Putri dkk. (2015) mengatakan bahwa kesehatan mental merupakan hal yang sangat penting bagi manusia sama halnya seperti kesehatan fisik pada umumnya. Dengan sehatnya mental seseorang maka aspek kehidupan yang lain dalam dirinya akan bekerja secara lebih maksimal. Berbagai penelitian memberikan hasil bahwa adanya hubungan antara kesehatan fisik dan mental seseorang, dimana pada individu yang menderita sakit secara fisik menunjukkan adanya masalah psikis hingga gangguan mental. Sebaliknya, individu dengan gangguan mental juga menunjukkan adanya gangguan fungsi fisiknya.

Sehat dan sakit merupakan kondisi biopsikososial yang menyatu dalam kehidupan manusia. Pengenalan konsep sehat dan sakit, baik secara fisik maupun psikis merupakan bagian dari pengenalan manusia terhadap kondisi dirinya dan bagaimana penyesuaiannya dengan lingkungan sekitar (Putri, dkk, 2015). Putri dkk. (2015) juga menjelaskan bahwa kesehatan mental yang baik untuk individu merupakan kondisi dimana individu terbebas dari segala jenis gangguan jiwa, dan kondisi dimana individu dapat berfungsi secara normal dalam menjalankan hidupnya khususnya dalam menyesuaikan diri untuk menghadapi masalah-masalah yang mungkin ditemui sepanjang hidupnya.

World Health Organization (dalam Putri, dkk, 2015) mengatakan bahwa kesehatan mental merupakan kondisi dari kesejahteraan yang disadari individu, yang di dalamnya terdapat kemampuan-kemampuan untuk mengelola stres kehidupan yang wajar, untuk bekerja secara produktif dan menghasilkan, serta berperan serta di komunitasnya.

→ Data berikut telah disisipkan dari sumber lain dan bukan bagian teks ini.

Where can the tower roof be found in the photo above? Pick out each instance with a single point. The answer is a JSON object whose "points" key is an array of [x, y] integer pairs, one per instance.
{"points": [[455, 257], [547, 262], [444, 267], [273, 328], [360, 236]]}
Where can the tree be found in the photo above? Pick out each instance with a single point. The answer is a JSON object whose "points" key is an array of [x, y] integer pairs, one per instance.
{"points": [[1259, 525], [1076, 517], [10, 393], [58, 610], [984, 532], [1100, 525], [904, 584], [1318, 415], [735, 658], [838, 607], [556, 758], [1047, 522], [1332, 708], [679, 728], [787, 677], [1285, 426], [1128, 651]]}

Namun, masalah gangguan mental di Indonesia masih sangat tinggi prevalensinya. Berdasarkan data Riset Kesehatan Dasar (Riskesdas) Kementerian Kesehatan Republik Indonesia (dalam Soebiantoro, 2017), tingkat kecenderungan kasus gangguan kesehatan mental (emosional) yang ditunjukkan melalui gejala seperti depresi dan panik/kecemasan adalah sebanyak 6% pada kalangan 15 tahun kea tas (sekitar empat belas juta orang). Badan Penelitian dan Pengembangan Kesehatan (Soebiantoro, 2017) juga menjelaskan bahwa kasus gangguan schizophrenia terdapat prevalensi sebanyak 1.7% tiap 1000 penduduk atau sekitar 400000 orang.            

Advertisement

Namun, pada kenyataannya penggunaan layanan kesehatan mental (seperti psikolog dan psikiater) masih terhalang dengan adanya stigma kepada penderita gangguan mental yang datang baik dari individu itu sendiri maupun lingkungan sosial (Soebiantoro, 2017). Manifestasi stigma tersebut terjadi ketika penderita gangguan kesehatan mental dipasung dan diisolasi dari masyarakat sekitar karena rasa malu keluarga. Kementrian Kesehatan (dalam Norjani, 2013) memperkirakan terdapat 18.000 lebih penderita gangguan jiwa dipasung di Sampit, Kalimantan Tengah.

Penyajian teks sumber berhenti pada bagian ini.